Many of us have been living in a transformative relationship with the world for a long time, opening ourselves to the greater context in which we live and allowing ourselves to be changed by it. Others have resisted this change, perhaps out of a sense of self preservation, a bulwark against the overwhelming experience of being human. There is so much surrounding us. Currently, conversations about vaccine and mask mandates, as well as the ethics of global vaccine distribution, highlight the tension between our individual experience and a collective call. How many refugees a given country will take positions one set of people against another, and climate change highlights the way our world is interconnected.

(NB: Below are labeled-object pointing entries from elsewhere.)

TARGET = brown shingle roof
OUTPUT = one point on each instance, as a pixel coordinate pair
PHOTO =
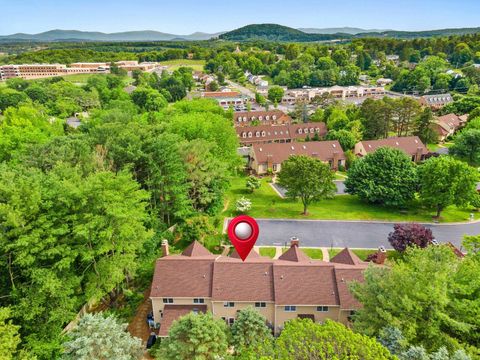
(242, 281)
(251, 255)
(279, 152)
(249, 116)
(306, 284)
(294, 254)
(265, 133)
(343, 277)
(195, 249)
(181, 276)
(173, 312)
(347, 256)
(408, 144)
(220, 94)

In her recent piece, “’Personal Choice’ Won’t Stop The Climate Crisis. Join A Movement Instead,” my friend and teacher Rabbi Shoshana Meira Friedman demonstrates the ways in which a collective conscience and individual action can be mutually reinforcing. Rabbi Friedman urges us to commit to collective action by supporting youth-led climate movements. She also elevates the way in which individual action can help cultivate the conditions for a collective response: “When my family brings glass containers for take-out or saves up for an electric car, we don’t do it because it changes the world. We do it because it changes us. Buying local, insulating, forgoing plane trips, eating less meat, and the like build our integrity and our relationships. They make for more resilient communities. They are the baby sprouts of a more life-affirming, sustainable society.”

One of the things about our world that pains me the most is that we do not seem to have a collective understanding of what it means to build a more just and equitable world, what it means for all people to live lives of dignity, and what it means to value human life. It would be easy to say that the ancient Israelites had it easier, but we know from the prophets that they will forsake this covenant.

The truth is that my family is at its best when we have a clear sense of our meal plan and various responsibilities. And I’m not sure what to make about the lack of global understanding, even about the simplest truths, that seems to permeate our news cycle. I do know that Jewish tradition is a foundation from which we can “stand firmly and powerfully, with energetic perseverance” (Hirsch on Deuteronomy 29:9). The Torah provides a framework for valuing our individual lives, the lives of our various communities, and the earth we live in. Our daily liturgy offers us the possibility of reconnecting to our covenant with God and each other and our yearly calendar deepens our human experience by calling attention to different aspects of our humanity.

This Rosh Hashanah, may the sound of the shofar awaken us to the possibility of the moment, and as we celebrate the re-coronation of God as king, may we reaffirm our presence in a covenant with the divine and our commitment to living into that covenant. May we commit הַיּוֹם (today) and every day to stand confidently as ourselves, look out at the world, and do the best we can for ourselves and each other.